Modify these parts of the clearml.conf file and add the key, secret, and region of the s3 bucket.
It's possible to also give access to specific s3 buckets.
```
aws {
        s3 {
            # S3 credentials, used for read/write access by various SDK elements

            # default, used for any bucket not specified below
            key: ""
            secret: ""
            region: ""

            credentials: [
                # specifies key/secret credentials to use when handling s3 urls (read or write)
                # {
                #     bucket: "my-bucket-name"
                #     key: "my-access-key"
                #     secret: "my-secret-key"
                # },
                # {
            ]
        }
        boto3 {
            pool_connections: 512
            max_multipart_concurrency: 16
        }
    }
```

ClearML also supports [MinIO](https://github.com/minio/minio) by adding this configuration:
```
                #     host: "my-minio-host:9000"
                #     key: "12345678"
                #     secret: "12345678"
                #     multipart: false
                #     secure: false
                # }
```

### Configuring Azure
To configure Azure blob storage specify the account name and key.

```
    azure.storage {
        # containers: [
        #     {
        #         account_name: "clearml"
        #         account_key: "secret"
        #         # container_name:
        #     }
        # ]
    }
```

### Configuring Google Storage
To configure Google Storage, specify the project and the path to the credentials json file.
It's also possible to specify credentials for a specific bucket.

```
 google.storage {
        # # Default project and credentials file
        # # Will be used when no bucket configuration is found
        # project: "clearml"
        # credentials_json: "/path/to/credentials.json"

        # # Specific credentials per bucket and sub directory
        # credentials = [
        #     {
        #         bucket: "my-bucket"
        #         subdir: "path/in/bucket" # Not required
        #         project: "clearml"
        #         credentials_json: "/path/to/credentials.json"
        #     },
        # ]
    }
```

## Storage Manager

ClearML Offers a package to manage downloading, uploading and caching of content directly from code.

### Uploading files
To upload a file using storage manager, just run the following line specifying the path to a local file or folder, and the
remote destination.
```python
from clearml import StorageManager

StorageManager.upload_file(local_file='path_to_file',remote_url='s3://my_bucket')
```


### Downloading files
To download files into cache, run the following line, specifying the remote destination's URL.
```python
StorageManager.get_local_copy(remote_url='s3://my_bucket/path_to_file')
```

:::note
Zip and tar.gz files will be automatically extracted to cache.

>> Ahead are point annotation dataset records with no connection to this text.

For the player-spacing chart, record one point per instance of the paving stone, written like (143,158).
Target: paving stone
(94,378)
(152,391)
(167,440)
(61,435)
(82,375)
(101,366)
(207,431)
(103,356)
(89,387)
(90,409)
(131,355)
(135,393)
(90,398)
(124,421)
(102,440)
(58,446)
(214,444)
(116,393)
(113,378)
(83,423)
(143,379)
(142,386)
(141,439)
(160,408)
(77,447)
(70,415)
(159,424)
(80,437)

This can be controlled with the`extract_archive` flag.
:::

### Controling cache file limit
It's possible to control the maximum cache size by limiting the number of files it stores.
This is done by calling the ```StorageManager.set_cache_file_limit()``` method.

## Caching
ClearML also manages a cache of all downloaded content so nothing is duplicated, and code won't need to download the same
piece twice!

Configure cache location by modifying the [clearml.conf](../configs/clearml_conf.md) file:

```
storage {
        cache {
            # Defaults to system temp folder / cache
            default_base_dir: "~/.clearml/cache"
        }

        direct_access: [
            # Objects matching are considered to be available for direct access, i.e. they will not be downloaded
            # or cached, and any download request will return a direct reference.
            # Objects are specified in glob format, available for url and content_type.
            { url: "file://*" }  # file-urls are always directly referenced
        ]
    }
```

### Direct Access
By default, all artifacts (Models \ Artifacts \ Datasets) are automatically downloaded to the cache before they're used.<br/>
Some storage mediums (NFS \ Local storage) allows for direct access,
which means that the code would work with the object where it's originally stored and not downloaded to cache first.<br/>
To enable direct access, specify the urls to access directly.